Les invités: Guy Poblonne

Un éclaircissement intéressant sur le statut du jouet en psychanalyse.

Guy Poblonne est revenu sur le texte de Freud sur le principe de plaisir et de déplaisir chez l'enfant.

Le déplaisir entraînant une tension psychique, sa satisfaction et le plaisir engendré fait retomber cette tension. L'appareil psychique tend ainsi à réduire la tension psychique et recherche une constante, une tranquilité.

Freud observe son petit-fils qui jouealors que sa mère s'est absentée; l'enfant jette un objet et crie "parti" et et recommence ainsi de suite. L'enfant met en scène alors un jeu qui fonctionne sur la disparition et le retour,pour supporter le départ de sa mère. Il trouve du plaisir à répéter une scène qui sucite un certain déplaisir. Plusieur s hypothèses expliquent ce jeu _soit il trouve du plaisir à devenir actif alors qu'il était passif, à la merci de l'évenement_ soit il cherche à se venger.

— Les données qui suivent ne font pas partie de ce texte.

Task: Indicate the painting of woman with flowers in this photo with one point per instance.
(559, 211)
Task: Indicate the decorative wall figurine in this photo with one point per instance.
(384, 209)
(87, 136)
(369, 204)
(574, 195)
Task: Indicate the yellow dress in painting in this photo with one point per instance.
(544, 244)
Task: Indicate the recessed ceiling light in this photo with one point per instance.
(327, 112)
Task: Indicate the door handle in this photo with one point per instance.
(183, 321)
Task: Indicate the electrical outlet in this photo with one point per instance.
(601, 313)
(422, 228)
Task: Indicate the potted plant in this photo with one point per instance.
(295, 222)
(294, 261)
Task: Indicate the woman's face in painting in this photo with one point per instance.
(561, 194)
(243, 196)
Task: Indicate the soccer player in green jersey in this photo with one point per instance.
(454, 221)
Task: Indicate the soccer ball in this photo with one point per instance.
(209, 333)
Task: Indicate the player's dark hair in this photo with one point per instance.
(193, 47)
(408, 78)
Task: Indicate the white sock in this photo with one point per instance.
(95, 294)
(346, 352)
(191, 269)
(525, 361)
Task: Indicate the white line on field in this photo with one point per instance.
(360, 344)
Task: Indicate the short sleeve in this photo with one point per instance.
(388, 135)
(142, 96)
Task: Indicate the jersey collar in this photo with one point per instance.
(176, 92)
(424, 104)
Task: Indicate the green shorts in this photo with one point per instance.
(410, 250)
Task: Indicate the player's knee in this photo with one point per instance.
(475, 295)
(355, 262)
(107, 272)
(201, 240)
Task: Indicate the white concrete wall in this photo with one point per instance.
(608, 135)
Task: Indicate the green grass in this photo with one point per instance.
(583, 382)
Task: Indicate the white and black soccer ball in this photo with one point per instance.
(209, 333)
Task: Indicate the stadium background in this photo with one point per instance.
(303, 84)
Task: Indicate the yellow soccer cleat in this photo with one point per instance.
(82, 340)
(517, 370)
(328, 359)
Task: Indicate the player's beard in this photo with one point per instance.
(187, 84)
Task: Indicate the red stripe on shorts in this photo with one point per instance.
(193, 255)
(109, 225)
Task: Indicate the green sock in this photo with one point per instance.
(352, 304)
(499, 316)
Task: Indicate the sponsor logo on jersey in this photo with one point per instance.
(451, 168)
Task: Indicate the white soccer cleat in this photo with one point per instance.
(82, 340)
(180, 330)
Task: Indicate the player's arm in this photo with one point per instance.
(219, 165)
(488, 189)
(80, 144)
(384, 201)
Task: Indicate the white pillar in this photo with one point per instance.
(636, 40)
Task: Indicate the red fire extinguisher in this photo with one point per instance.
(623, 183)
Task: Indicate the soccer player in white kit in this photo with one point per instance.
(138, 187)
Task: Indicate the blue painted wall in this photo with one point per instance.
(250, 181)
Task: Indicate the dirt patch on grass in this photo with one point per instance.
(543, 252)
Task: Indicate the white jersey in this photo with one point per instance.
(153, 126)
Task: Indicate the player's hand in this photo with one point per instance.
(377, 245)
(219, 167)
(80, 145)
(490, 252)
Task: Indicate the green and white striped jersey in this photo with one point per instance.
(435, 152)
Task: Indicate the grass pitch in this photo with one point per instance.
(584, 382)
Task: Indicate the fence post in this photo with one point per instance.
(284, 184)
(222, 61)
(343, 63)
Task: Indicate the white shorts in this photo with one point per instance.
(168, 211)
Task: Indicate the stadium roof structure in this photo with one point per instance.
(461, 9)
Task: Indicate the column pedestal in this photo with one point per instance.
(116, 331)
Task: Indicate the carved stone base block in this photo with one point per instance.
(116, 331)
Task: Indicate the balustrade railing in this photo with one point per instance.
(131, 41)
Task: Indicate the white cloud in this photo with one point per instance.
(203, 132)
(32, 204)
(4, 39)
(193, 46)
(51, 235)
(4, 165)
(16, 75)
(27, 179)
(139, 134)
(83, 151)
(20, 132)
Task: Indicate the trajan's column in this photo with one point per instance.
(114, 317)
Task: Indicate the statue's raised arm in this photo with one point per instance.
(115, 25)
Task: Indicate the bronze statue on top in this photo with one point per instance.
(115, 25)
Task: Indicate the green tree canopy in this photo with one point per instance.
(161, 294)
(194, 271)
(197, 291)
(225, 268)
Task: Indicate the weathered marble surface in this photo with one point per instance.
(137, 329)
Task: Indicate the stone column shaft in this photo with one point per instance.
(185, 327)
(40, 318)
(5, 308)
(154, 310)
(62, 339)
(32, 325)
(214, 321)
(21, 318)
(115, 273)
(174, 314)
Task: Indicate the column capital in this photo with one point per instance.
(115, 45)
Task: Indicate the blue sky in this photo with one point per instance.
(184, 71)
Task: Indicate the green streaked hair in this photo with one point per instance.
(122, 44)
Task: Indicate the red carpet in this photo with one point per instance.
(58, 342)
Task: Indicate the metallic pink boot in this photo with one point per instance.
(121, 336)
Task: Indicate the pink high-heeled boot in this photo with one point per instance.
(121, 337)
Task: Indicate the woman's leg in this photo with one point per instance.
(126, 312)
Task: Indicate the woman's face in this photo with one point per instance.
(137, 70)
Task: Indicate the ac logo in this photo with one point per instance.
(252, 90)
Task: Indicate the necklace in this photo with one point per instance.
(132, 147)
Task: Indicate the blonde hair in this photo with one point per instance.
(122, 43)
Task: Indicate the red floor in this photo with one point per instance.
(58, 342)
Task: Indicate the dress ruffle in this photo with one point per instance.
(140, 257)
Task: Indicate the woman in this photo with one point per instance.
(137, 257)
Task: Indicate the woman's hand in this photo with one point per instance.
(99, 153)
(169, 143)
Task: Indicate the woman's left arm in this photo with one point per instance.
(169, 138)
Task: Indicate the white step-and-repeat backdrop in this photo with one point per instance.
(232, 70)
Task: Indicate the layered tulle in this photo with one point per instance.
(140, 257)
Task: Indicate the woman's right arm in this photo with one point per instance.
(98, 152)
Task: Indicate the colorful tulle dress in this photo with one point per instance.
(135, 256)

Le jeu via le langage permet de reprendre la main (et dans ce sens revoie au fantasme de Lacan), le langage permet de se considérer comme un machiniste .

L'objet a ici un statut spécial , il sert à autre chose son usage est dénaturé.

Florence Doléac

Elle joue avec des éléments quotidiens. Elle a mis en évidence une peur oubliée, le stress de passer une porte, d'aller vers l'inconnu que l'on oublie par habitude, ou par l'action mécanique d'ouvrir la porte, qui absorbe notre attention. Elle rajoute un stress supplémentairre par une sorte de "farce" :elle a conçu une poignée de porte qui imbibée de peinture macule l'espace de passage.

L'humour entre aussi en scène par un  subterfuge : elle recrée le plaisir de sentir le vent dans les rideau et le sentiment d'oxigénisation en installant des ventilateurs devant des rideaux. Par ce subterfuge l'hormone de plaisir  stimulée rendant la scène absurde.